Children held at Mpimba are housed in separate quarters from adults, but in severely over-crowded conditions. Several children complained of not having sufficient room to lie down at night.34 Children at Ngozi prison who lack money to pay for the use of a mattress sleep on the cement floor.35 Children in prison receive inadequate food, each being given a cup of manioc flour and a cup of beans per day. They must cook the manioc themselves. To have the charcoal necessary for cooking, some children must sell part of their food ration for charcoal. The children have no access to education and little opportunity for fresh air and exercise. They receive little in the way of medical or other services.36 On a visit to Mpimba prison on May 16, 2006, a Human Rights Watch researcher found a sixteen-year-old former FNL combatant who had been shot in the hip during a skirmish with government forces the year before.
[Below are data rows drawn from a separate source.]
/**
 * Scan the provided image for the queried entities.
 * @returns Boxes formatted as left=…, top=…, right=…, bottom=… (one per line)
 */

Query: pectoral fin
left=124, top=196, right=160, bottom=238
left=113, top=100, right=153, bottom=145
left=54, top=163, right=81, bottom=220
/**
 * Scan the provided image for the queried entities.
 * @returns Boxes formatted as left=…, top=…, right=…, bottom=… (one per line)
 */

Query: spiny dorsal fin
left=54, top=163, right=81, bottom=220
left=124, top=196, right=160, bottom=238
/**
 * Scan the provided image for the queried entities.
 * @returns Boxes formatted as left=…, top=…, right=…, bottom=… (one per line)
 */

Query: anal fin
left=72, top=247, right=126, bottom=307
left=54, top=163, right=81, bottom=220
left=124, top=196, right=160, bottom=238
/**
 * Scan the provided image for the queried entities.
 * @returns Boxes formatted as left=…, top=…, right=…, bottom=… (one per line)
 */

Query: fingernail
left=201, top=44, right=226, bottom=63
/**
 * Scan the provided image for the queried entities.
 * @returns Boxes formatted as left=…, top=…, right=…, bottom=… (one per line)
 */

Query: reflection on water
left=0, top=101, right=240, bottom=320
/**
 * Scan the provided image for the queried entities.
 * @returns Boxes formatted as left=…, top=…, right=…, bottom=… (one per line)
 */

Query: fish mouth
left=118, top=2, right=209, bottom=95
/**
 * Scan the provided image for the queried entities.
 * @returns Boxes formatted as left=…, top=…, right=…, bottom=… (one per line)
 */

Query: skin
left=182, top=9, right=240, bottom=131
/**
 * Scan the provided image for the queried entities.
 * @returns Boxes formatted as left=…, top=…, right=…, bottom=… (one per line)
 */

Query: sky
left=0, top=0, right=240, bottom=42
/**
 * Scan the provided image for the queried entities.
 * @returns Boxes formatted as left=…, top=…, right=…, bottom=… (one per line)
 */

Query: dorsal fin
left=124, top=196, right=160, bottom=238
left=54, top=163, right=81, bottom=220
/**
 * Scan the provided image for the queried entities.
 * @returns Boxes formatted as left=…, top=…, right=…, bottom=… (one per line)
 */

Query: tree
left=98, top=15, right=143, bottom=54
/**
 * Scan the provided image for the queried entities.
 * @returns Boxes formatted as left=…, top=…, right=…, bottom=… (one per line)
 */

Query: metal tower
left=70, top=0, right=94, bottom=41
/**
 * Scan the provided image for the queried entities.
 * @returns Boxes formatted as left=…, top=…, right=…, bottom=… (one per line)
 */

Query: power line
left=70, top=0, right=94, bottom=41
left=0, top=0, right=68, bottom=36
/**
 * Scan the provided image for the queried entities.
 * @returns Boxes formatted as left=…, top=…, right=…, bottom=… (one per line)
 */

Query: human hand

He was never treated for his injury and showed signs of infection extending from his hip to his knee and lower leg.37

 



[28] See Human Rights Watch, “Warning Signs: Continuing Abuses in Burundi,” and “Missteps at a Crucial Moment,” A Human Rights Watch Report, November 4, 2005, [online] http://hrw.org/backgrounder/africa/burundi1105/ http://hrw.org/backgrounder/africa/burundi1105/.

[29] Human Rights Watch interviews with detained children, Gitega prison, May 23, 2006, Ruyigi prison, May 25, 2006, and Ngozi prison, June 7, 2006, Bubanza prison, June 13, 2006.

[30] Statistics collected at Mpimba from prison staff by Association for the Protection of Human Rights and Detained People (APRODH), May 15, 2006, and by Human Rights Watch, June 6, 2006. The crime of “participation in an armed group” appears in Decret-loi no. 1/6 du Avril 1981 portant réforme du Code Pénal, Section 4, Articles 419-422.

[31] Human Rights Watch interview with detained child, Mpimba central prison, Bujumbura, May 16, 2006.

[32] Human Rights Watch interview with detained child, Mpimba central prison, Bujumbura May 16, 2006.

[33] Loi No 1/015 du 20 Juillet 1999 portant reforme du code de procédure pénale, Article 60.

[34] Human Rights Watch interviews with detained children, Mpimba central prison, Bujumbura, May 16, 2006.

[35] Human Rights Watch interview, Ngozi prison, June 7, 2006.

[36] Human Rights Watch interviews with detained children, Mpimba central prison, Bujumbura, May 16, 2006.

[37] Human Rights Watch interview with detained child, Mpimba central prison, Bujumbura, May 16, 2006.